SURFCASTING




No, non stiamo parlando di trotto o di galoppo, né tantomeno di cavalli. I due speroni sono promontori di roccia, e abbracciano - ridossate dai venti- le pochet beach degli autentici paradisi per il surfcasting. Per sfruttarne tutte le potenzialità è bene imparare a conoscerle a fondo per capire le abitudini dei pesci che le frequentano.
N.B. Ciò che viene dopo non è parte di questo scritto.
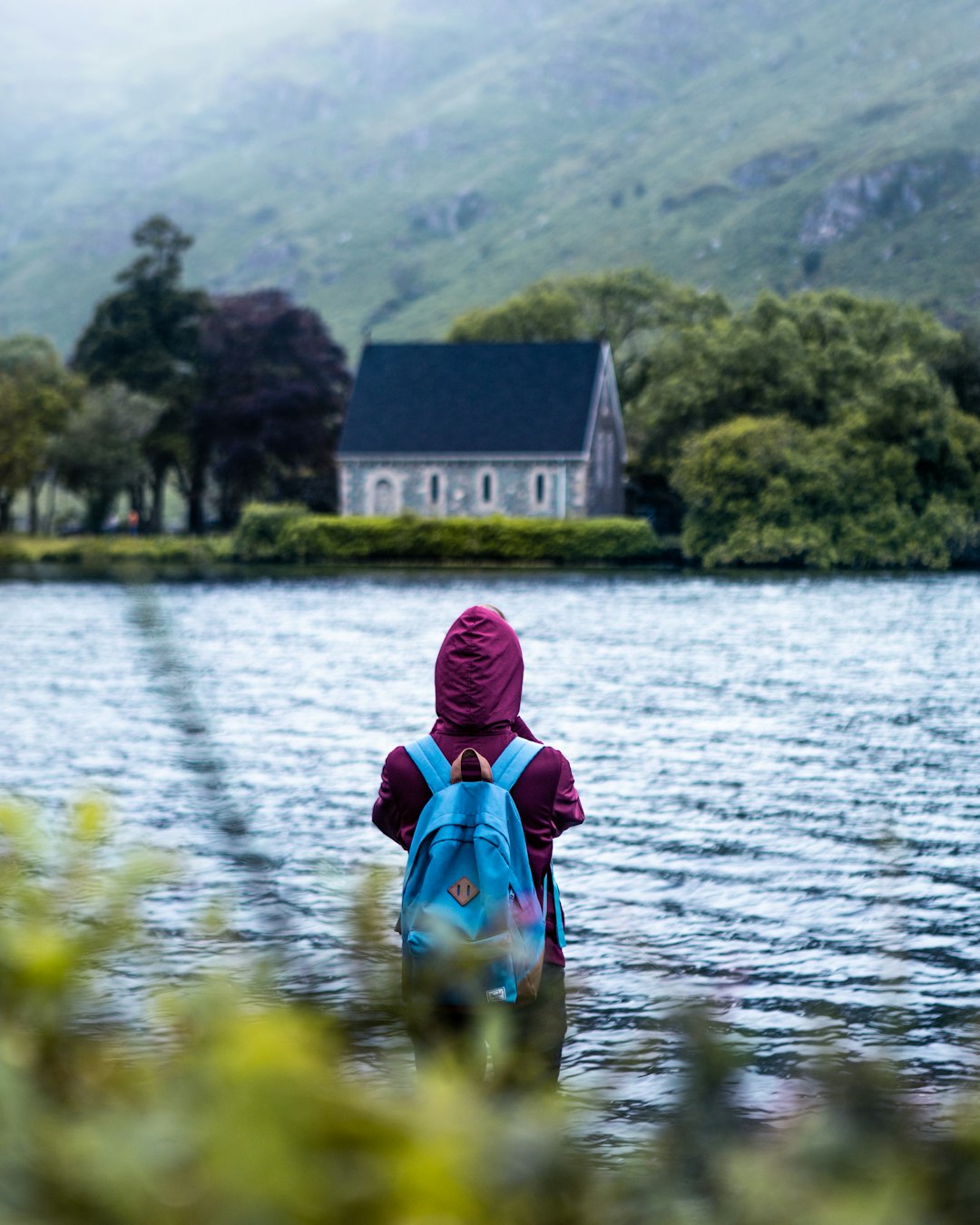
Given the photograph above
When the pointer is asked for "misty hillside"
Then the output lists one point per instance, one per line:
(396, 163)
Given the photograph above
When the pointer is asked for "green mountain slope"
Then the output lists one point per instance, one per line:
(395, 164)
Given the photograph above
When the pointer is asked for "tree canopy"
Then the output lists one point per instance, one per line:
(100, 455)
(821, 429)
(37, 396)
(273, 392)
(146, 336)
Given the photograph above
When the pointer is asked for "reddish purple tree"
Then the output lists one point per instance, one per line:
(273, 392)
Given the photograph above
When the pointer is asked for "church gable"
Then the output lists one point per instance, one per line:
(479, 429)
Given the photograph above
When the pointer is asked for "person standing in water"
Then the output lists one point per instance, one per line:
(478, 682)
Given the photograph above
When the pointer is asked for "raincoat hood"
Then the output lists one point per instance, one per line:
(479, 674)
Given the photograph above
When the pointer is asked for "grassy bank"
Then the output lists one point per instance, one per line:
(248, 1106)
(275, 533)
(272, 535)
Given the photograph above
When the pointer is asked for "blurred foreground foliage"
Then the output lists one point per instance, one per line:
(226, 1102)
(277, 533)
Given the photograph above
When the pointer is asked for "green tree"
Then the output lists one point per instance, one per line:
(37, 396)
(101, 452)
(892, 480)
(639, 312)
(146, 336)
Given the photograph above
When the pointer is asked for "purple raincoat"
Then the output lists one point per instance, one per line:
(479, 676)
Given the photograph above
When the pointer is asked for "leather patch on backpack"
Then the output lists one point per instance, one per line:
(463, 891)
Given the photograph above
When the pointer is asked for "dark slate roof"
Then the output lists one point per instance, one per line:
(472, 398)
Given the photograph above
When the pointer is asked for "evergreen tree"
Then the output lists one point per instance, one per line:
(146, 336)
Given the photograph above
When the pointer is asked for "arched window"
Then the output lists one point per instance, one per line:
(382, 501)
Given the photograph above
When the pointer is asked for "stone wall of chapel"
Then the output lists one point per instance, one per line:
(459, 486)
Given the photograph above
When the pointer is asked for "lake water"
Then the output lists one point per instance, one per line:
(780, 778)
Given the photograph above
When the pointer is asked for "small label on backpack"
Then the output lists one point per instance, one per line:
(463, 891)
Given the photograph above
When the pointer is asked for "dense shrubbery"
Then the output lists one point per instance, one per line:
(223, 1102)
(270, 533)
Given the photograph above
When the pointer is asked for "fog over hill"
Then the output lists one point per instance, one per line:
(394, 163)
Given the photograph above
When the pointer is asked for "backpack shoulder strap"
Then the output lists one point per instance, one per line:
(510, 766)
(435, 769)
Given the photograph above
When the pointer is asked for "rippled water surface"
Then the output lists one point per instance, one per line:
(780, 778)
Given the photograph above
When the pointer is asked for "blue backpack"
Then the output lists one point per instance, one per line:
(472, 925)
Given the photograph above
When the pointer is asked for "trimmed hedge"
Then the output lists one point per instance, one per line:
(273, 533)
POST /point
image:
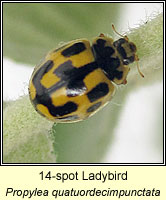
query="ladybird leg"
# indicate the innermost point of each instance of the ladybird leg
(101, 35)
(124, 82)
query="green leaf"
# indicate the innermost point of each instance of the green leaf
(32, 29)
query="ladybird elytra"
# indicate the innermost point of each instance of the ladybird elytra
(74, 81)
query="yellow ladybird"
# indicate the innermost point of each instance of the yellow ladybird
(76, 80)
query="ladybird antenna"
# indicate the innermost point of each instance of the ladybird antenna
(137, 59)
(124, 36)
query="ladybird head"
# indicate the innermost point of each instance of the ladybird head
(127, 50)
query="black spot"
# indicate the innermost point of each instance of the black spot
(65, 70)
(75, 88)
(73, 77)
(74, 49)
(119, 42)
(67, 108)
(39, 74)
(70, 118)
(110, 66)
(99, 91)
(101, 51)
(61, 47)
(94, 107)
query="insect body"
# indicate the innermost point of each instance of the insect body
(76, 80)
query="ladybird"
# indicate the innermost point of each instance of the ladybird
(75, 81)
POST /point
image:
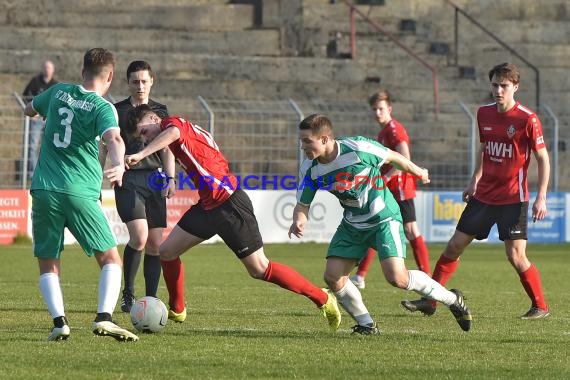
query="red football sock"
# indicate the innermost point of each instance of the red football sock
(530, 280)
(287, 278)
(365, 263)
(444, 269)
(421, 254)
(173, 272)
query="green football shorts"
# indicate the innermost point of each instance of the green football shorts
(350, 243)
(53, 211)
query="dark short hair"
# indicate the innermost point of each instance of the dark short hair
(135, 115)
(317, 123)
(506, 71)
(135, 66)
(380, 95)
(96, 59)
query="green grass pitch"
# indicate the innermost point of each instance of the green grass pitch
(240, 328)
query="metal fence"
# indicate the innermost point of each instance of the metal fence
(259, 138)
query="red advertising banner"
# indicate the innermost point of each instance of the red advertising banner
(13, 215)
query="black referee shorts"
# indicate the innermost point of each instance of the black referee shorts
(135, 199)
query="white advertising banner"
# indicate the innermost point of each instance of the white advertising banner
(437, 215)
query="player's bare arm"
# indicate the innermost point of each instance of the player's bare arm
(168, 166)
(116, 148)
(300, 217)
(539, 207)
(165, 138)
(408, 166)
(102, 153)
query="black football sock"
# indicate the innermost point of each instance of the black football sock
(151, 269)
(131, 262)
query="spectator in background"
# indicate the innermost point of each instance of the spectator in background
(37, 85)
(393, 135)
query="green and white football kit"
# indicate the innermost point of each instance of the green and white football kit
(67, 181)
(371, 214)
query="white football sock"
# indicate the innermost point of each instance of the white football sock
(109, 288)
(51, 291)
(424, 285)
(351, 300)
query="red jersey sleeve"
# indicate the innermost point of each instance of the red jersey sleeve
(402, 186)
(534, 133)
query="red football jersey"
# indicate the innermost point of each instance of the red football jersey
(199, 155)
(402, 186)
(509, 138)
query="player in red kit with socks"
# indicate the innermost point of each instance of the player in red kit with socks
(498, 191)
(223, 209)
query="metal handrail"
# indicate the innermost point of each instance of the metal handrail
(554, 149)
(497, 39)
(24, 167)
(378, 28)
(473, 137)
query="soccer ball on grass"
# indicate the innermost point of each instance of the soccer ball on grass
(149, 314)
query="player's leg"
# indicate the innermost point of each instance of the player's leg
(512, 226)
(347, 294)
(359, 277)
(138, 235)
(53, 297)
(392, 251)
(412, 232)
(444, 269)
(109, 288)
(156, 218)
(347, 247)
(151, 266)
(475, 223)
(192, 229)
(130, 205)
(88, 224)
(48, 224)
(237, 226)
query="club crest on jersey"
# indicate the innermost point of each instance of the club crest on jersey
(511, 131)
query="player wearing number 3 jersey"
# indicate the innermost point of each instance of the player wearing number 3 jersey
(223, 210)
(67, 183)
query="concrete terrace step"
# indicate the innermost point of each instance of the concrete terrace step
(541, 55)
(210, 17)
(240, 42)
(104, 4)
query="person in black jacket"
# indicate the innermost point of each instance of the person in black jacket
(141, 207)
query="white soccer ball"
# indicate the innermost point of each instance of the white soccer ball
(149, 314)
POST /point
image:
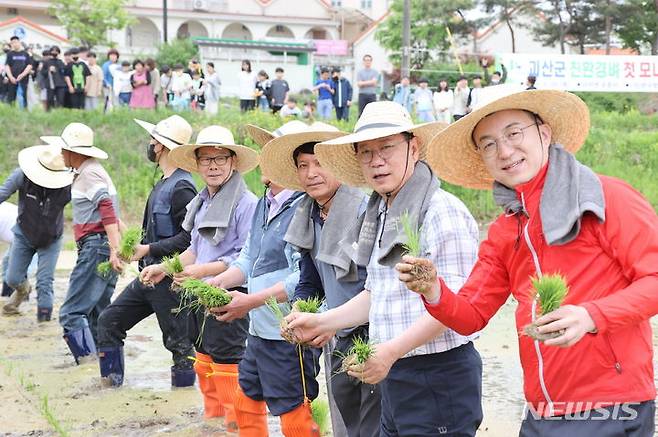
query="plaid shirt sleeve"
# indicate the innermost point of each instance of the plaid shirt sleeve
(449, 238)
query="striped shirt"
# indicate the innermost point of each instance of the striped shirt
(94, 200)
(449, 238)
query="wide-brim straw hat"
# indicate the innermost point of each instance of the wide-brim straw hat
(378, 120)
(276, 161)
(77, 138)
(214, 136)
(452, 152)
(263, 136)
(44, 165)
(171, 132)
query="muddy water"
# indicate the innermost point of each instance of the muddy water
(35, 362)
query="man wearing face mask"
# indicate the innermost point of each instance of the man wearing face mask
(163, 236)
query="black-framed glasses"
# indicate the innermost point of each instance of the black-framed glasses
(205, 161)
(385, 153)
(513, 136)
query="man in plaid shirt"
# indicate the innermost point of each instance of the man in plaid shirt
(430, 376)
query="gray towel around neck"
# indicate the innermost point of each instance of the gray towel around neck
(214, 223)
(344, 209)
(571, 189)
(414, 198)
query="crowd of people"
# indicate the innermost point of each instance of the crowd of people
(316, 233)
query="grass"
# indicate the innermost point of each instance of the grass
(412, 246)
(622, 143)
(320, 413)
(550, 291)
(130, 238)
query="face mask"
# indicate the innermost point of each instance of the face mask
(150, 153)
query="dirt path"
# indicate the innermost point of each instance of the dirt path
(35, 364)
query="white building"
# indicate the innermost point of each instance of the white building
(298, 35)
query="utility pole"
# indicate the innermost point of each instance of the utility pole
(406, 30)
(164, 21)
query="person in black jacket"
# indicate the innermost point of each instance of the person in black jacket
(163, 236)
(342, 96)
(44, 188)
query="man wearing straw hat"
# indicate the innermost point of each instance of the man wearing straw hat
(96, 232)
(43, 183)
(163, 236)
(590, 370)
(218, 219)
(273, 373)
(430, 376)
(326, 271)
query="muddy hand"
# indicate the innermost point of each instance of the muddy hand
(418, 275)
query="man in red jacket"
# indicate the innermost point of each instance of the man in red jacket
(595, 377)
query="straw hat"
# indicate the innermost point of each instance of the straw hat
(262, 136)
(276, 162)
(378, 120)
(171, 132)
(78, 138)
(217, 136)
(452, 152)
(44, 165)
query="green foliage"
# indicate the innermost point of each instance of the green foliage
(309, 305)
(320, 413)
(87, 22)
(178, 51)
(429, 19)
(129, 241)
(412, 234)
(639, 27)
(361, 350)
(550, 291)
(172, 264)
(203, 294)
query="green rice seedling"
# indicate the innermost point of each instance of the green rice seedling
(550, 291)
(320, 413)
(172, 265)
(308, 305)
(359, 353)
(412, 246)
(129, 241)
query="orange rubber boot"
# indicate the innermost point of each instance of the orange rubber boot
(251, 415)
(225, 378)
(212, 407)
(299, 422)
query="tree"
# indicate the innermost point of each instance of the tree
(429, 19)
(507, 11)
(87, 22)
(639, 27)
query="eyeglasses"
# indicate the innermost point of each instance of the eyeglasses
(385, 153)
(512, 136)
(205, 161)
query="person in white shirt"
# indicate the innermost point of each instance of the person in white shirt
(443, 101)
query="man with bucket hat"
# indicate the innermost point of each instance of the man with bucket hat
(96, 232)
(587, 365)
(430, 377)
(326, 272)
(218, 219)
(43, 183)
(163, 236)
(273, 373)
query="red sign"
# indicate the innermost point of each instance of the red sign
(330, 47)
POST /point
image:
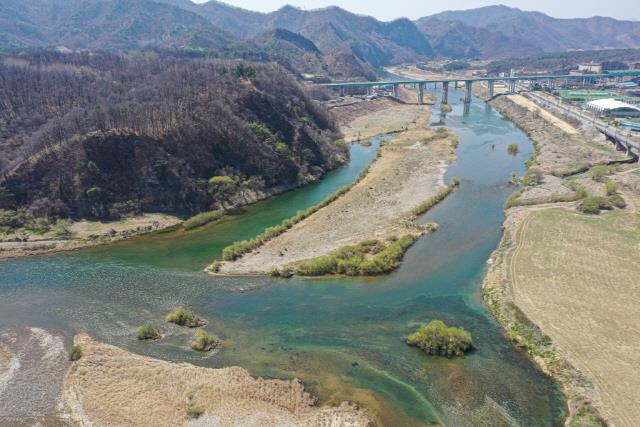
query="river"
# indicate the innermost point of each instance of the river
(342, 337)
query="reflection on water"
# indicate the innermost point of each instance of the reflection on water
(342, 337)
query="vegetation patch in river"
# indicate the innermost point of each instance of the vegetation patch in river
(237, 249)
(203, 341)
(149, 332)
(368, 258)
(184, 317)
(203, 219)
(436, 338)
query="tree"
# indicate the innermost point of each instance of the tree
(222, 187)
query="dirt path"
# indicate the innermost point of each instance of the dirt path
(109, 386)
(409, 171)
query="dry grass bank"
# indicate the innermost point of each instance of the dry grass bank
(81, 234)
(563, 283)
(409, 171)
(109, 386)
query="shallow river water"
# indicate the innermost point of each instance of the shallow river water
(342, 337)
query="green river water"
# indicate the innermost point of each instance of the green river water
(342, 337)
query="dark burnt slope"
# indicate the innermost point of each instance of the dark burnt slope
(101, 135)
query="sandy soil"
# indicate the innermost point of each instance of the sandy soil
(109, 386)
(561, 147)
(83, 234)
(551, 187)
(409, 171)
(33, 363)
(563, 284)
(575, 276)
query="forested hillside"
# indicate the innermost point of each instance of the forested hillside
(101, 135)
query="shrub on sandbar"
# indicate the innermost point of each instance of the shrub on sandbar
(436, 338)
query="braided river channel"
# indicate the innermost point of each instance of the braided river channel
(342, 337)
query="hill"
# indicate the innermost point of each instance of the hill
(105, 24)
(535, 30)
(102, 135)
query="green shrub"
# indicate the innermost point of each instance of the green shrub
(617, 201)
(203, 219)
(436, 338)
(426, 206)
(203, 341)
(184, 317)
(611, 187)
(195, 412)
(15, 219)
(593, 205)
(599, 172)
(237, 249)
(94, 191)
(75, 353)
(148, 332)
(368, 258)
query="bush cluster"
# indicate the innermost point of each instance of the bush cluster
(436, 338)
(368, 258)
(148, 332)
(437, 198)
(203, 219)
(238, 249)
(195, 412)
(75, 353)
(203, 341)
(184, 317)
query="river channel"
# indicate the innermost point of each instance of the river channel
(342, 337)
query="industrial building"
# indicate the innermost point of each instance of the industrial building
(613, 108)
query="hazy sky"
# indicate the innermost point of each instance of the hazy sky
(390, 9)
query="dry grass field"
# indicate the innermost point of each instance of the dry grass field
(578, 278)
(409, 171)
(111, 387)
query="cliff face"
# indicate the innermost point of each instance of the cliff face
(98, 136)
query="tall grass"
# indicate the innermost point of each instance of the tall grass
(203, 219)
(427, 205)
(368, 258)
(238, 249)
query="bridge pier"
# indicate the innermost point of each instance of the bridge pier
(467, 93)
(445, 92)
(421, 93)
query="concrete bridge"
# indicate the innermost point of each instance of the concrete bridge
(623, 140)
(510, 81)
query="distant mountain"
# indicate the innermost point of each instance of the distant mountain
(301, 56)
(459, 41)
(333, 30)
(104, 24)
(501, 31)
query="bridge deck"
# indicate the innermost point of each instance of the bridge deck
(610, 74)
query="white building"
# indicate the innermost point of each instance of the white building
(612, 108)
(591, 67)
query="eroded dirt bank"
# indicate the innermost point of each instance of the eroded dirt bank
(109, 386)
(69, 236)
(409, 171)
(562, 283)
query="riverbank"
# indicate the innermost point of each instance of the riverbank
(68, 235)
(410, 170)
(561, 282)
(110, 386)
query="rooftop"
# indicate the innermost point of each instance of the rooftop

Seguitemi...

Testo e foto di Domenico Craveli

e spiagge lunghe e omogenee, ancora in grado di regalare prede importanti a chi con costanza le frequenta nelle condizioni giuste, sono solo una della vastità di scenari affrontabili a Surf Casting. Questa disciplina ha subito un’enorme metamorfosi nella sua inevitabile e complessa evoluzione, abbracciando ambienti e situazioni ogni volta diverse, adattandosi bene alla calma piatta e gestendo con altrettanta disinvoltura condizioni di mare al limite dell’affrontabile.

POCHET BEACH DI NOME MA NON DI FATTO

Le zone sabbiose limitrofe alle rocce, protette da ambo i lati dai promontori, all’inizio scartate, scoraggiati da possibili incagli e da fondali spesso con grosse presenza di alghe, vengono oggi rivalutate per una serie di qualità difficilmente riscontrabili contemporaneamente. In condizioni di forte vento non frontale, luogo comune in questo periodo, sono spesso poco esposte e il mare frange di riflesso, rendendo l’azione di pesca più agevole ed efficace. La loro estensione non è mai eccessiva, ma l’attività trofica antistante risulterà mediamente più elevata.